Employee Can Bring Claim Against Co-Worker For Whistleblowing Dismissal

The Court of Appeal has allowed an ex-CEO to bring a claim against directors for whistleblowing detriment amounting to dismissal.

The recent Court of Appeal decision in (1) Timis (2) Sage v Osipov [2018] EWCA Civ 2321 confirmed the Employment Appeal Tribunal (EAT) judgment that an employee may bring a claim against a fellow worker for whistleblowing detriment under the Employment Rights Act 1996, s 47B where the detriment is a dismissal.

In practice, this ruling will assist employees who have suffered detriment or dismissal due to whistleblowing in situations where the business they work/ed for becomes insolvent. If the employee responsible for the detriment has the funds to pay an award, a claim can be brought against them.

Alexander Osipov was CEO of International Petroleum Ltd (‘IPL’) until he was fired in 2014 after blowing the whistle about misconduct in relation to contracts in the Republic of Niger. He claimed Mr Timis (a non-executive director and majority shareholder) and Mr Sage (Chairman and also a non-executive director) had subjected him to the detriment of dismissal. IPL became insolvent; therefore, Mr Osipov had to prove Mr Timis and Mr Sage were personally liable for his dismissal. Both carried directors’ insurance.

The EAT held there was no reason an employee could not bring a claim against fellow employees for a whistleblowing detriment amounting to dismissal and for the fellow employees to pay compensation, which could be subject to an uplift for failure to follow the statutory code.

The two directors appealed on the grounds that s 47B (2) of the Employment Rights Act 1996 (which taken at face value excludes detriment claims where the detriment is a dismissal) meant they could not be liable for the Claimant’s dismissal or the losses which flowed from it.

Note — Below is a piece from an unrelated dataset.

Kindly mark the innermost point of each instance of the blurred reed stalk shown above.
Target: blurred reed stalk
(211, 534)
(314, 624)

The Court of Appeal disagreed, stating that reading s 47B (2) as not allowing a claim against a co-worker for detriment amounting to dismissal could not have been Parliament’s intention as it would produce an unsatisfactory result. Any anomalies between the protections under Part V and Part X of the Employment Rights Act 1996 – namely, availability of damages for injury to feelings and a looser causation test in the detriment provisions (s64 and s72-73) were viewed by the Court to be negligible. This is because Claimants would continue to pursue employers for automatically unfair dismissal claims wherever possible because additional remedies such as re-employment orders are only available under Part X.